Cheney recalled cutting out the Wilson op-ed piece, but didn’t remember underlining portions or making notes on it. Asked for his reaction to it, Cheney thought it made the CIA look like “amateur hour,” and Wilson’s conclusions were so sloppy and unfounded that his mission “was not really a serious enterprise,” reactions that caused him to question the previous high regard in which he held the agency and its employees. He reiterated all the complaints familiar to the agents from the talking points: that he hadn’t sent Wilson or known about the mission and that he never saw the report. He didn’t remember discussing Wilson’s op-ed piece with Tenet, other than sarcastically suggesting, when Tenet asked about another intelligence question, that he “ought to send Joe Wilson to check it out.”
The issue of Wilson’s wife, and whether she sent him, “was just not a big deal,” Cheney said, and “did not figure prominently” in his thinking, despite his note asking “Did his wife send him on a junket?” He said he never discussed either of the Wilsons with President Bush.
Cheney said he “assumed” he’d discussed Joe Wilson and his mission with Libby around the time of the Kristof and Pincus articles. But his memory of those conversations was largely a blank slate.

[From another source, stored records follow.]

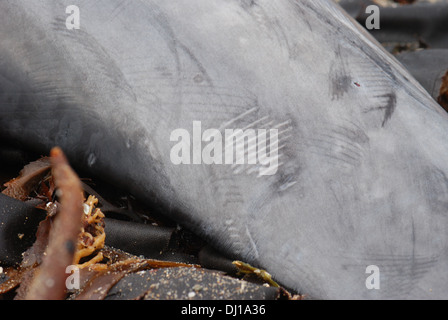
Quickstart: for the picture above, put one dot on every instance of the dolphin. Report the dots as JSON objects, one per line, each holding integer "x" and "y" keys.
{"x": 346, "y": 196}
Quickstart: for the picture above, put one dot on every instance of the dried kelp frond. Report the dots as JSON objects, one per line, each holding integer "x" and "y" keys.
{"x": 49, "y": 279}
{"x": 73, "y": 234}
{"x": 92, "y": 235}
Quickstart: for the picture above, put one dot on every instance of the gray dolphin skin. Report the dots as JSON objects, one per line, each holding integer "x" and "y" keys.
{"x": 354, "y": 201}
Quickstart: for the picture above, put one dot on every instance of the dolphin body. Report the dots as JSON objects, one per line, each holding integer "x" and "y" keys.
{"x": 357, "y": 206}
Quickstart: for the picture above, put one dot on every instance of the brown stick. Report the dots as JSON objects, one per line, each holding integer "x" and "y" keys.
{"x": 49, "y": 282}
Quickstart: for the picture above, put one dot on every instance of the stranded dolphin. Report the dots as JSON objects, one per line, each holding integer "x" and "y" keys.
{"x": 355, "y": 204}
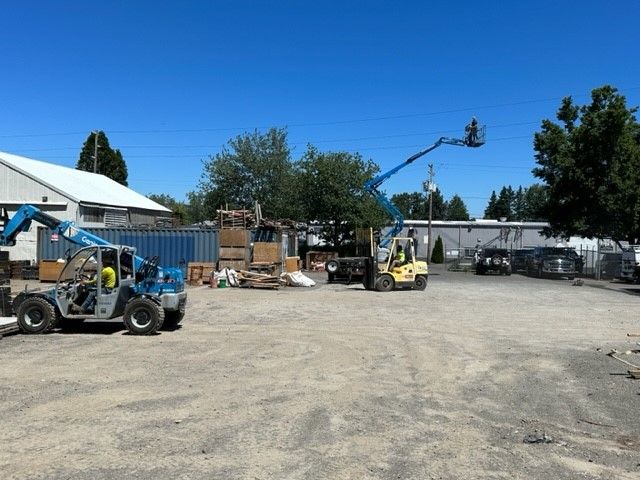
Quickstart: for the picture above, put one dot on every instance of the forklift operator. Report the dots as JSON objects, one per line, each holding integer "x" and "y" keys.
{"x": 400, "y": 258}
{"x": 108, "y": 277}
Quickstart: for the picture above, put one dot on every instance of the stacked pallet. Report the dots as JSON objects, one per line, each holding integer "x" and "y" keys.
{"x": 233, "y": 248}
{"x": 257, "y": 280}
{"x": 5, "y": 301}
{"x": 199, "y": 273}
{"x": 237, "y": 219}
{"x": 18, "y": 268}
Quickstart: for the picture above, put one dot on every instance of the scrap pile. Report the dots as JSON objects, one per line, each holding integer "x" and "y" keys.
{"x": 241, "y": 219}
{"x": 257, "y": 280}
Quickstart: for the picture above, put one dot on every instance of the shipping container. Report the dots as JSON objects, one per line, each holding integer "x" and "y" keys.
{"x": 174, "y": 246}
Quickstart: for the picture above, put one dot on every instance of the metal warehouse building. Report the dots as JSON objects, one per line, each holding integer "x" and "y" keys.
{"x": 89, "y": 199}
{"x": 458, "y": 236}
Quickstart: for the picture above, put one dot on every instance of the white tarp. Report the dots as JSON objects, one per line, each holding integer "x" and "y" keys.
{"x": 297, "y": 279}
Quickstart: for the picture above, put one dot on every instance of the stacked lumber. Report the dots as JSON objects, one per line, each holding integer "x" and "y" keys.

He didn’t recall discussing Valerie Wilson with Libby before Novak’s column appeared; he didn’t remember Libby complaining about Chris Matthews, and he didn’t recall hearing about Libby having any contact with Tim Russert. Cheney said he “clearly remembered” the trip to Norfolk to commission the USS
Ronald Reagan
, and had been “pleased” that the president declined the opportunity so Cheney could appear in his stead. He “was particularly looking forward to spending some time with former first lady Nancy Reagan,” and took his wife with him, but didn’t recall that Libby had brought his family. He had no specific memory of discussing the Wilson affair with Libby on the flight home, dictating a statement, or asking Libby to call reporters, but it was “possible,” and “he would not be surprised” if he had done so. The FBI agent noted that Cheney “cannot recall if he and Scooter Libby talked about Valerie Wilson’s CIA position as a data point.”
The last issue was significant, since both Libby and Cheney, the only two participants, had now said it was “possible” they discussed disclosing the identity and role of Wilson’s wife to the press. Still, neither recalled actually doing it.
Since it was critical testimony, the agents returned to how and when Libby learned about Valerie Wilson’s identity.
“Although the vice president has no specific memory of such a conversation, Libby may have told him he was not Novak’s source. In any event, the vice president did not suspect Libby of being Novak’s source. He cannot recall Scooter Libby telling him how he first learned about Valerie Wilson. It is possible Libby may have learned about Valerie Wilson’s employment from the vice president after the vice president’s phone call with George Tenet, but the vice president has no specific recollection of such a conversation. The vice president also cannot recall ever waving Libby off, at a certain point in time, when Libby offered to tell him everything he knew about the Wilson matter. The vice president has no recollection of Libby saying that he’d learned about Valerie Wilson from a reporter. . . . Moreover, Vice President Cheney does not have any recollection of Libby indicating that reporters with whom Libby was speaking about the Wilson matter ever informed him of Valerie Wilson’s employment with the CIA.”
Asked specifically about Judith Miller and Matt Cooper, Cheney said he wasn’t aware of any meetings or conversations between Libby and Miller and said he didn’t even know who Matt Cooper was.
So much for Libby’s alibi, or at least any possibility that the vice president would support it.